Professor Boden says the Christchurch Health and Development Study has extensive information on many aspects of participants’ lives from childhood to adulthood, including their exposure to violence, substance issues and information on how they perceived their parents’ style of parenting.

The researchers analysed how participants described their mother and father’s parental style – either caring or overprotective. Levels of conflict and exposure to violence and physical punishment during childhood and adolescence were also measured. The researchers then looked at participants alcohol use and abuse scores at ages 15, 21, 25, 30 and 35. Sophisticated statistical analysis allowed them to ‘cast out’ any other childhood and adolescent factors, and focus squarely on the impact of parenting style on alcoholism.

“Parents establish norms around drinking in childhood and adolescence and their attitudes and behaviour can influence their offspring’s use. What our study has shown is that parenting style – either warm or controlling – could be a far more important, and controllable factor, in people’s propensity for alcohol problems later in life than whether they allow their adolescent’s access to alcohol or whether they drink or not,” he says.
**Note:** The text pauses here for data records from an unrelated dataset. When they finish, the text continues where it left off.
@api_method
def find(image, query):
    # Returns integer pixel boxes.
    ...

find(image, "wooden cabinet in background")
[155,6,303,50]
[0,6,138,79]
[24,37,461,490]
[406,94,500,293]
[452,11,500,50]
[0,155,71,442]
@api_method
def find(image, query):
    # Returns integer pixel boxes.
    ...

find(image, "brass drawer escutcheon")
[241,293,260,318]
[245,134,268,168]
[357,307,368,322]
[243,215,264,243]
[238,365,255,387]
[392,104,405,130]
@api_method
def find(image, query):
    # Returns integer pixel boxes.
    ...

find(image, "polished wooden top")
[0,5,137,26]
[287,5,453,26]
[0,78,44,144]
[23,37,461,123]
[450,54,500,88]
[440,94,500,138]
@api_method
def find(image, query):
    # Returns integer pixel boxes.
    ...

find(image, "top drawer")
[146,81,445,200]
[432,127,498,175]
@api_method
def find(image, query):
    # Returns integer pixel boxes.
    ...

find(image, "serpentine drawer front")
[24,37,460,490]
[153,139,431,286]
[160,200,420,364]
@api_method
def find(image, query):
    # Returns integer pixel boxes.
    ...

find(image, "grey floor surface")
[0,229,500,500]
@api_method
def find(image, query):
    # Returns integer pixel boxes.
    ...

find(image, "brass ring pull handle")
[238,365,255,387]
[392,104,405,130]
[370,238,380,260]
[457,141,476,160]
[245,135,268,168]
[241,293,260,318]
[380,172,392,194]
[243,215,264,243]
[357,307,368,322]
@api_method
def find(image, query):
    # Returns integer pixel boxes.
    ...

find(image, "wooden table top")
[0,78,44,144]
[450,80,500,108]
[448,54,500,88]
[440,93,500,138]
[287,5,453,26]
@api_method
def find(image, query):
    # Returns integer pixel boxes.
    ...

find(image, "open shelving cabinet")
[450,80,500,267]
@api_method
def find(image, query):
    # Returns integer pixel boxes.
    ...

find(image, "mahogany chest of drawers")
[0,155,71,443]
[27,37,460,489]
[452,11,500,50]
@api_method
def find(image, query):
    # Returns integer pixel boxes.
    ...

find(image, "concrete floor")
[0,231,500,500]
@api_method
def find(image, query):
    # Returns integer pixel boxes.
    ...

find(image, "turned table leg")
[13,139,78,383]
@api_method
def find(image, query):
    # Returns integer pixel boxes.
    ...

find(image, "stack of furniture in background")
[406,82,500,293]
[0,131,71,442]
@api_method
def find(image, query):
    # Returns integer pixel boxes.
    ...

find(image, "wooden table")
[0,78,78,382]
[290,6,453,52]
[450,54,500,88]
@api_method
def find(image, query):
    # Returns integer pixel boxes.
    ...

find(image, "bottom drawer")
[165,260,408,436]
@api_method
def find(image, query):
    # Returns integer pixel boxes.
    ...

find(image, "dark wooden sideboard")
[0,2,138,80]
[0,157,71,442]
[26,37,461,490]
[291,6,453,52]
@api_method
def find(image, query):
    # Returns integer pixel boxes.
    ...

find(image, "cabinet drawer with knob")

“Alcohol misuse is a preventable source of social physical and psychological harm that typically starts in adolescence. So this is a critical time in a person’s life and a time when, as we have found, a certain type of parenting style can lower risk.”

Professor Boden says the reason for the link between positive parenting and a lower risk of alcoholism is not explored in the study, but the parenting style has been shown in other research studies to be associated with a number of other positive outcomes for offspring.

He says it is not possible to ‘draw out individual cases’, such as those who become alcoholics despite an ideal childhood and adolescent home environment. “However, believe it or not, the ‘black’ sheep’ seems to be rarer than people might imagine,’’ Professor Boden says.

“The effect of positive parenting on risk of alcoholism was part of a more general effect in which people who had been raised with a more positive parenting style were also less likely to have an anxiety, or cannabis use disorder as an adult, and reported lower life stress and were less likely to be unemployed. Positive parenting seems to be associated with a range of benefits for young people as they become adults.”